- Coat of arms
- Interactive map of Gmina Zagórz
- Coordinates (Zagórz): 49°31′N 22°16′E﻿ / ﻿49.517°N 22.267°E
- Country: Poland
- Voivodeship: Subcarpathian
- County: Sanok
- Seat: Zagórz

Area
- • Total: 161.48 km^{2} (62.35 sq mi)

Population (2006)
- • Total: 12,725
- • Density: 78.802/km^{2} (204.10/sq mi)
- • Urban: 4,990
- • Rural: 7,735
- Website: http://www.zagorz.pl

= Gmina Zagórz =

Gmina Zagórz is an urban-rural gmina (administrative district) in Sanok County, Subcarpathian Voivodeship, in south-eastern Poland. Its seat is the town of Zagórz, which lies approximately 6 km south-east of Sanok and 61 km south of the regional capital Rzeszów.

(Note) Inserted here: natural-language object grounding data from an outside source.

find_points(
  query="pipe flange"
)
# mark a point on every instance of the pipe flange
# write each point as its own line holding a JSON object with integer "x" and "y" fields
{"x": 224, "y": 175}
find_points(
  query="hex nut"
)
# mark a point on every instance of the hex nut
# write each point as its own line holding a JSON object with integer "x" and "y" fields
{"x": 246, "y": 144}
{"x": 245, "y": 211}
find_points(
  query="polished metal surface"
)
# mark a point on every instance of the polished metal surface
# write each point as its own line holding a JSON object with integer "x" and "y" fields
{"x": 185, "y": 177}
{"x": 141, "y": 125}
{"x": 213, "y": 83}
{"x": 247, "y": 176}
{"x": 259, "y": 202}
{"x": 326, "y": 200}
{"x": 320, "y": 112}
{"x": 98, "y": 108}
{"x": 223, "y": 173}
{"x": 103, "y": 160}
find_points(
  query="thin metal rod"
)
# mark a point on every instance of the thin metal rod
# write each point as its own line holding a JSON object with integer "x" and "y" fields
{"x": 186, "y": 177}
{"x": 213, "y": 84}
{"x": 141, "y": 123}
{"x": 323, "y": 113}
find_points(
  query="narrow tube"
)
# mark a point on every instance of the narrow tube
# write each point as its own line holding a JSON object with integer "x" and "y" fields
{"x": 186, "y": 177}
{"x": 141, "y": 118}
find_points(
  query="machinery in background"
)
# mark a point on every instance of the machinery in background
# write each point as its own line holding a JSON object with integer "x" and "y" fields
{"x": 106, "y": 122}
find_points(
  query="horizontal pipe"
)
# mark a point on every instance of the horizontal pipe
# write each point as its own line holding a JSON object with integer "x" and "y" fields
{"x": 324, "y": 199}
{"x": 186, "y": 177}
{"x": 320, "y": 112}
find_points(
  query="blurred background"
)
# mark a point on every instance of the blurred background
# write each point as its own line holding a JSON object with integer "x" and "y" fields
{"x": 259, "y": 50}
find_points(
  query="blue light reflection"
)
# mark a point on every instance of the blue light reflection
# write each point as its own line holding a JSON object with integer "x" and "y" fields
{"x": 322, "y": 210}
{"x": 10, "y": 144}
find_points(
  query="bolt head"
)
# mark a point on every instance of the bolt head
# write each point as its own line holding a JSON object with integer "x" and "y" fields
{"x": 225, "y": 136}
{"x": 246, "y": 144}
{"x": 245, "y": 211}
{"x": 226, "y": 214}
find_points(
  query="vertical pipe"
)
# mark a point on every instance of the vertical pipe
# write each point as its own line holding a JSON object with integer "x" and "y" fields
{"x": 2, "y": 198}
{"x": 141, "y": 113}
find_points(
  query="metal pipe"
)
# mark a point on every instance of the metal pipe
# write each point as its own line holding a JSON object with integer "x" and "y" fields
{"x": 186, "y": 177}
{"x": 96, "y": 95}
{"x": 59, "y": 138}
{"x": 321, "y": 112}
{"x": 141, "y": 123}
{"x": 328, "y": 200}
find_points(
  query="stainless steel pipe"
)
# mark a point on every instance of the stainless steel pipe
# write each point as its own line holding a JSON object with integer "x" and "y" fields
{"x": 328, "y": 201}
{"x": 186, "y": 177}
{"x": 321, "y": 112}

The gmina covers an area of 160.05 km2, and as of 2006 its total population is 12,725 (out of which the population of Zagórz amounts to 4,990, and the population of the rural part of the gmina is 7,735). Ethnically the population of the region includes Poles and Pogorzans.

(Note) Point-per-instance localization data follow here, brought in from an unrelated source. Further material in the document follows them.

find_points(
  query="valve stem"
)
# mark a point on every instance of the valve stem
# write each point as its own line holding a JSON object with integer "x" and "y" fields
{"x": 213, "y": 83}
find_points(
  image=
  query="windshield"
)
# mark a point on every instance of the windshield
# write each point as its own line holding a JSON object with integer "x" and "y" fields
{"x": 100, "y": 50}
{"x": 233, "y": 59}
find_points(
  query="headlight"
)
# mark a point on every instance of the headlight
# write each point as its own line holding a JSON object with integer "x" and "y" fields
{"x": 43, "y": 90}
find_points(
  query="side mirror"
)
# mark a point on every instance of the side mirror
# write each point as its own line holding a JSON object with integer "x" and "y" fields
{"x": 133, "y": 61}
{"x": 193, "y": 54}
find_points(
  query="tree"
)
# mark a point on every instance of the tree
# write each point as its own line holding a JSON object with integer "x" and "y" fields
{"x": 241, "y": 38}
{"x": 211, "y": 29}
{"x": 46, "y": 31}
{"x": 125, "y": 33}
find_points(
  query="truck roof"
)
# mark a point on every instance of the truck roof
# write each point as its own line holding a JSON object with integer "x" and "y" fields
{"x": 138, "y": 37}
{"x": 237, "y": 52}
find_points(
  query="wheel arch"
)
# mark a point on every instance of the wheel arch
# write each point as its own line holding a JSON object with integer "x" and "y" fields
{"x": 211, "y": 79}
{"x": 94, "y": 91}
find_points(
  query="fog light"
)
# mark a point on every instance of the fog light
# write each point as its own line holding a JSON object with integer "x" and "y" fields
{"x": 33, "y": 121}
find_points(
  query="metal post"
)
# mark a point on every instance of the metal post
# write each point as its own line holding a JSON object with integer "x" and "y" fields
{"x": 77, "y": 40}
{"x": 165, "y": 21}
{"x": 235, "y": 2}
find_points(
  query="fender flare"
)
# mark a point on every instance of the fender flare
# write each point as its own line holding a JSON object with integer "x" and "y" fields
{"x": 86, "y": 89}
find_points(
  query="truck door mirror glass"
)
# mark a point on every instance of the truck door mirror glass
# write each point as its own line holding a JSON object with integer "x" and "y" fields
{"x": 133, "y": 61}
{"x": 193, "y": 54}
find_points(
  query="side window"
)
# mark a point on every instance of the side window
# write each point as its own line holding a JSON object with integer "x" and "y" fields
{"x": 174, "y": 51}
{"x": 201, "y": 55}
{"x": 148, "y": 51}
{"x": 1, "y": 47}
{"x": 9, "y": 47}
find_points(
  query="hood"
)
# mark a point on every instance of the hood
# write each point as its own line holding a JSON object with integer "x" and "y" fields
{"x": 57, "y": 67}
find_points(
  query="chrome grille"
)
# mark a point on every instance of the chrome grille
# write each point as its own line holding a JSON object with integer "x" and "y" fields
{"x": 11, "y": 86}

The gmina contains part of the protected area called Cisna-Wetlina Landscape Park.

==Villages==
Apart from the town of Zagórz, Gmina Zagórz contains the villages and settlements of Brzozowiec, Czaszyn, Kalnica, Łukowe, Mokre, Morochów, Olchowa, Poraż, Średnie Wielkie, Tarnawa Dolna, Tarnawa Górna and Zahutyń.

==Neighbouring gminas==
Gmina Zagórz is bordered by the town of Sanok and by the gminas of Baligród, Bukowsko, Komańcza, Lesko and Sanok.